Teaching children how to play music requires a multi-faceted approach that takes into account the child's strengths and weaknesses. By harnessing several modes of learning, you can help your child improve in music as well as other academic areas. Music teaches spatial reasoning skills required in both math and science. Using rhythm and pitch, you can create exercises that challenge your child in and enjoyable manner that works with the child's natural abilities.

Pitch Exercises

Highness and lowness of pitch are concepts that most people take for granted, but at some point, we all had to learn to identify different pitch levels. Intuitively, you can tell that a bird chirping is higher than a mountain lion's growl. Even an activity as simple as picking the higher versus lower sound can become challenging when you start to include different tones colors, also known as timbre (pronounced: tam-ber) into the exercise. Some children may be able to identify pitch better than others, but it's very rare to have an individually that lacks the ability to discern between different pitches.

In its most basic form, pitch is simply the measure of a frequency's speed over a given period of time. Students that are more literally and perhaps, perceptive, may recognize a higher pitch as a pitch that moves faster than other sounds. While the pitch doesn't actually travel any faster, higher pitches do have a faster frequency. Ask if the child can hear if a pitch is moving fast or slow, if you encounter a child that has difficulty recognizing pitches vertically. A good exercise involves playing two pitches and asking which pitch is higher. You can make the activity more advanced by asking students to sing the higher pitch, and then sing both pitches.

Rhythm Exercises

One of the most difficult concepts to teach is the concept of rhythm. Like pitch, most of us understand that some pitches are higher than others, and some rhythms are faster than others. We also know that some rhythms sound different, but how do you communicate those differences to your child? How do you begin to express that a quarter note is worth one beat? A single beat in most pieces falls on the pulse, but teaching a child how to find the pulse can be difficult at first.

One way to start to teach rhythm and beats is to play a song and have the students march in time with you to get a feel for the main beats. Another option involves turning on a metronome and clapping beats in time. As the student begins to correctly clap your rhythms back to you, you can begin to teach that that a quarter note lasts for the entire duration of a metronome click, and an eighth notes occurs twice in the space of a click. As you continue to teach these concepts, you can add more advanced rhythms, show the child what each note value looks like and eventually get them to read music on their own.

Melody Exercises 

Most people begin learning about melody by singing along with others in class, churches, and other group activities. If you are teaching a child to sing melodies, use songs that don't have very many skips or leaps. Also, choose a melody with a minimal range. You don't want to sing songs that are going to strain the voice and potentially hurt the vocal chords. If the child has trouble staying on key, use pitch matching and have the child sing each note of the song individually while listening to the same note being played on the piano. When the child begins to get more advanced, start having her sing scales and arpeggios to learn the basic pitches used in tonal music and develop her ability to sing in tune.

Listening Exercises

The point of a listening exercise isn't simply to get a child listening to music. Instead, you want to teach children how to enjoy listening to music. Many people don't know how to listen to classical music simply because they were never taught.
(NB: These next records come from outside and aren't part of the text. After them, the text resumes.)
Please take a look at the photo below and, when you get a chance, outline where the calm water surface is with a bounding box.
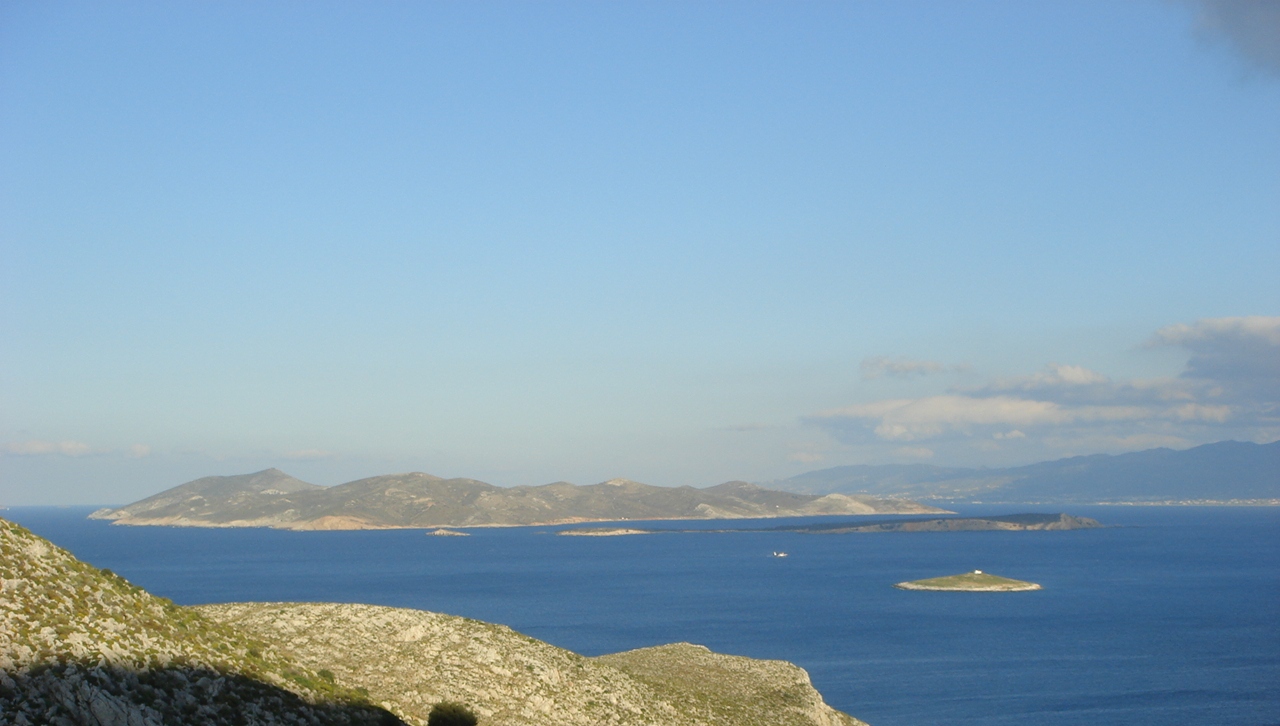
[7,505,1278,726]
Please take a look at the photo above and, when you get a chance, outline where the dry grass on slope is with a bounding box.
[0,518,402,726]
[596,643,866,726]
[199,602,867,726]
[198,603,682,726]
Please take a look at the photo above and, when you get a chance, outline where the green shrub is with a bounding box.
[428,701,478,726]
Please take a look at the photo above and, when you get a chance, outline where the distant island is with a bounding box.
[775,512,1101,533]
[896,571,1042,592]
[559,527,656,536]
[771,440,1280,504]
[90,469,947,530]
[557,512,1101,536]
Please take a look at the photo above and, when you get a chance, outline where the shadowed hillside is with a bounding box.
[0,517,403,725]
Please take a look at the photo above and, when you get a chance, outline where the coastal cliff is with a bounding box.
[201,602,865,726]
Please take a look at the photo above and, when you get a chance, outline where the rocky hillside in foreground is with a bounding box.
[0,517,403,726]
[91,469,945,530]
[2,516,868,726]
[200,603,864,726]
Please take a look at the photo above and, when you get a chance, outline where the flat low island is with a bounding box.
[895,571,1042,592]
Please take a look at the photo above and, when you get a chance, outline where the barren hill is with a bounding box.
[91,470,946,530]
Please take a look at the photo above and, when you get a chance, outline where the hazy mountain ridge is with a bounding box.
[1,516,866,726]
[91,473,946,530]
[773,440,1280,502]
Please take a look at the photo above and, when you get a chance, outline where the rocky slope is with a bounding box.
[2,517,868,726]
[596,643,860,726]
[92,470,945,530]
[200,602,865,726]
[87,469,325,528]
[0,517,402,726]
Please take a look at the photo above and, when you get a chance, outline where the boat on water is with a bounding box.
[772,551,789,558]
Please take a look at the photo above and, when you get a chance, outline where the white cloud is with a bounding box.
[816,395,1157,442]
[127,444,152,458]
[1151,315,1280,408]
[807,316,1278,461]
[860,356,946,380]
[1153,316,1280,346]
[994,363,1109,388]
[4,440,94,456]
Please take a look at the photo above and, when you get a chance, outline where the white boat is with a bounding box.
[772,551,789,558]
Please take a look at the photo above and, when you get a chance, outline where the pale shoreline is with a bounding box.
[557,528,656,537]
[894,582,1042,592]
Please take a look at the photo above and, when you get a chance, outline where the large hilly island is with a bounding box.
[91,469,946,530]
[1,516,865,726]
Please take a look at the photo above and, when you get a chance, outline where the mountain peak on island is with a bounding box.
[601,477,643,487]
[89,468,324,525]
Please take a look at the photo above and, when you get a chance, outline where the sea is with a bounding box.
[4,505,1278,726]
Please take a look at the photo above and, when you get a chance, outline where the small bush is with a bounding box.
[428,701,478,726]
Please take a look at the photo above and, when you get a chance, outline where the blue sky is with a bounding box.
[2,1,1277,504]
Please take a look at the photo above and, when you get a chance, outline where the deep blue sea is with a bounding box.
[5,505,1278,726]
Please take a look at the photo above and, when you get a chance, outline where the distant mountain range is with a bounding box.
[772,440,1280,503]
[90,471,946,530]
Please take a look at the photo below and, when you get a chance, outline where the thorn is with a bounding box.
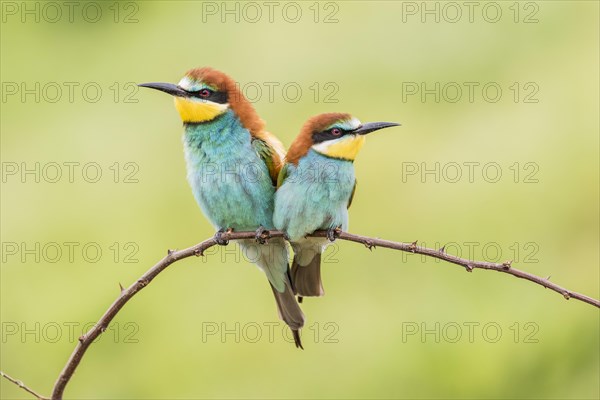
[409,240,418,253]
[118,282,125,293]
[167,249,176,256]
[364,240,376,251]
[545,275,552,281]
[465,264,474,272]
[502,260,513,269]
[439,245,446,254]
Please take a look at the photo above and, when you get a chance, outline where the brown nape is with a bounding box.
[285,112,352,165]
[186,67,266,137]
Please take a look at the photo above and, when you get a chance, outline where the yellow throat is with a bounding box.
[312,134,366,161]
[173,97,228,123]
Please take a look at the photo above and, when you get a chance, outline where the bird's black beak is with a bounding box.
[138,82,188,97]
[353,121,400,135]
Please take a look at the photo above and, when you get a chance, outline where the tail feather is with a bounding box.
[291,253,324,298]
[270,281,305,349]
[238,238,304,348]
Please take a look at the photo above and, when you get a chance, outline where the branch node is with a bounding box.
[502,260,513,269]
[563,292,571,300]
[409,240,418,253]
[194,248,204,257]
[78,335,85,343]
[465,264,474,272]
[137,279,149,287]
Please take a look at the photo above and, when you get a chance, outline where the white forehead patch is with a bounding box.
[177,76,196,91]
[347,117,362,130]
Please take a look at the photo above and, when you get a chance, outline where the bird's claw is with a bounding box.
[255,226,270,244]
[327,226,342,242]
[214,228,232,246]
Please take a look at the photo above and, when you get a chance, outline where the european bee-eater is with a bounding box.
[139,67,305,348]
[274,113,399,300]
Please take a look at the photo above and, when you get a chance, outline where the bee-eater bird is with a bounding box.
[139,67,305,348]
[274,113,399,300]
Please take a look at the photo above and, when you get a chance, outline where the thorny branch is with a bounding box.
[2,230,598,399]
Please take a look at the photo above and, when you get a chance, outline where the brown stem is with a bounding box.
[1,371,49,400]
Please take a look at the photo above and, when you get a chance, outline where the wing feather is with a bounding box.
[251,131,286,185]
[347,180,357,209]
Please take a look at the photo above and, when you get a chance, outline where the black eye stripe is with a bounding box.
[312,128,350,143]
[188,89,229,104]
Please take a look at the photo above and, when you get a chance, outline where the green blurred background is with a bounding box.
[1,1,598,398]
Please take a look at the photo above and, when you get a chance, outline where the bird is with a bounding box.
[139,67,305,348]
[273,113,399,301]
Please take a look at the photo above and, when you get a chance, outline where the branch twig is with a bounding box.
[1,371,49,400]
[3,230,598,399]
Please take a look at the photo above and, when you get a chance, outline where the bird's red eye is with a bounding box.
[331,128,342,136]
[199,89,211,98]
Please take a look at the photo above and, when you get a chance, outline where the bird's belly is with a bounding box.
[275,176,354,241]
[187,156,275,231]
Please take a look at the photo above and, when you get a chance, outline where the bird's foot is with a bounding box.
[254,226,270,245]
[327,226,342,242]
[214,228,232,246]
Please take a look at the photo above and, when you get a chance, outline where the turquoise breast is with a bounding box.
[274,150,355,241]
[183,111,276,231]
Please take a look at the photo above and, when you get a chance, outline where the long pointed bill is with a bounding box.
[353,121,400,135]
[138,82,188,97]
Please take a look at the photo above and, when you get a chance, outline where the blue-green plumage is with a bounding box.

Think of a nostalgic moment in your past while listening to any of the Chopin piano pieces, and you can start to begin to understand the enjoyment that some people receive from listening to classical music. Teach the child how to identify the different melodies and phrases within a piece.

Listening exercises should come after all the other exercises have been introduced. Start by playing a piece and ask the child to raise his hand when the first melody completes. If the child missed the end of the melody try again and help him see where the melody ended. Continue through the piece until he can get most of the melodies right.

Once you finish, play the entire piece and have the child draw a picture of what he imagines when listening to the composition. As you continue teaching, you can begin to explore the smaller elements of the piece such as motives and how the harmony helps to affect the mood of the melody.